After decades of pining, the American Left is now full-boar reviving the ’60s era, although they haven’t gone quite so far as accusing our boys in the military of regular gang rapes of civilians. Still, those offering testimony do provide a veritable banquet for anybody drooling to undermine America’s efforts overseas:
The veterans told of:
• U.S. troops raiding home after home after home in which no insurgent activity or evidence was found, terrorizing the families inside.
• U.S. troops kicking, butt stroking and clothes-lining Iraqi prisoners of war, whom they were told to always call “detainees” so that Geneva Conventions did not apply.
• U.S. troops spraying machine-gun fire into homes after hearing a single shot from somewhere in a village.
• U.S. troops throwing urine-filled bottles and feces-packed food at people walking along the side of the road.
• U.S. troops shooting farmers working in their fields at night (to take advantage of the erratic electricity to run their irrigation systems) simply because they were out after a U.S.-mandated curfew.
• U.S. troops commanded not to stop for pedestrians, and instead to run over anyone or anything in the road as their convoys roar down highways;
• U.S. troops commanded to destroy boxes containing entire archives of birth certificates of the people of Fallujah, after a U.S. scorched-earth campaign in that city in 2004.
… they emphatically declared in their testimony that crimes against the people of Iraq at the hands of the U.S. armed forces were not isolated incidents of pent-up resentment or a matter of a few bad apples spoiling an otherwise healthy barrel.
The acts were habitual, repeated and officially promoted or condoned.
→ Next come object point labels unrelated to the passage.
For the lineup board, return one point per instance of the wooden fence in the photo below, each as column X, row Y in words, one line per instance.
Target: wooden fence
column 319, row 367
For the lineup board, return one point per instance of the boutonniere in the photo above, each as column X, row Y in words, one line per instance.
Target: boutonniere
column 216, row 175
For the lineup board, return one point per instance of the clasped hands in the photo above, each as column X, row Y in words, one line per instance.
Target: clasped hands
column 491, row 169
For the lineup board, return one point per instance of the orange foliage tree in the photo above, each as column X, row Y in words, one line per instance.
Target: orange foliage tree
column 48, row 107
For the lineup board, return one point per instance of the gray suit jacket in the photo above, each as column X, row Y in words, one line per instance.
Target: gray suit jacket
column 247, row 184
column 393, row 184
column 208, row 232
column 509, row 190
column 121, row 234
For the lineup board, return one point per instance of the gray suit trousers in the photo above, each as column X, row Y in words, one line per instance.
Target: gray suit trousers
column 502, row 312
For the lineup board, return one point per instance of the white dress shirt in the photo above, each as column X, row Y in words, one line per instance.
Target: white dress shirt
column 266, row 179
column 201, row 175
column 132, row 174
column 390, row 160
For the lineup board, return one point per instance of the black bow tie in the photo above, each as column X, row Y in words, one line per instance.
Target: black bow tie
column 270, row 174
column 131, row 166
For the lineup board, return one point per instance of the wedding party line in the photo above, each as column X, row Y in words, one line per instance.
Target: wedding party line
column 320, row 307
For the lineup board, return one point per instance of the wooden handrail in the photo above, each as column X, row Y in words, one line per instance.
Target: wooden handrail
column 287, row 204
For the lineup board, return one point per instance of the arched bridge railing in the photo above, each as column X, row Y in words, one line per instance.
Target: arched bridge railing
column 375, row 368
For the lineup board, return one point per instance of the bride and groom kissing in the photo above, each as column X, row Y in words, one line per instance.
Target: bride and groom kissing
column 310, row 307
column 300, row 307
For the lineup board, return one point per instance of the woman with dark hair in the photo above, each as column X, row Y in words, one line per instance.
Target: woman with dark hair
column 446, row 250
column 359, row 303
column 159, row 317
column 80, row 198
The authors/anthropology professors, Catherine Lutz and Matthew Gutmann, suggest that we American citizens must “demand more honest media coverage of the war.” Odd, then, that they cite Iraqi survey data from 2007, instead of the just-released, and much improved (from American’s perspective) 2008 iteration (PDF). Funny that, with the 2007 data apparently before them, they refer generally to an “overwhelming majority of Iraqis [who] want the U.S. to leave the country, and to do so immediately,” even though that 47% of respondents were outnumbered by the combined 53% who answered with some form of “remain until…” (a total that is now 63%).
That observation leads to others that bring into question the objectivity of the survey itself, which is annually sponsored by international media organizations. New this year was a question about credit and blame for improvements or lack thereof in security. Those who answered that security had improved were given the following parties on which to lavish credit:
- Iraqi Army (13%)
- Iraqi Police (18%)
- Muqtada Al-Sadr (5%)
- Awakening Councils (8%)
- Iraqi Government (26%)
- Other (30%)
While those who’d stated that things had worsened could allocate blame to the following:
- US forces operations (20%)
- Militias (13%)
- Al Qaeda (9%)
- Neighboring countries (6%)
- Politicians/political groups (11%)
- Iraqi Government (9%)
- Parties and their militias (18%)
- Other (18%)
What a respondent answered if he blamed al Qaeda militias affiliated with political groups and sponsored by neighboring countries is anybody’s guess, but clearly only a small minority of the minority (26%) who said that the security situation had become worse blame the United States.
And on and on the thread of tweaks goes, leaving one in little doubt as to how a neo cultural revolution can be built upon air… and some fond memories.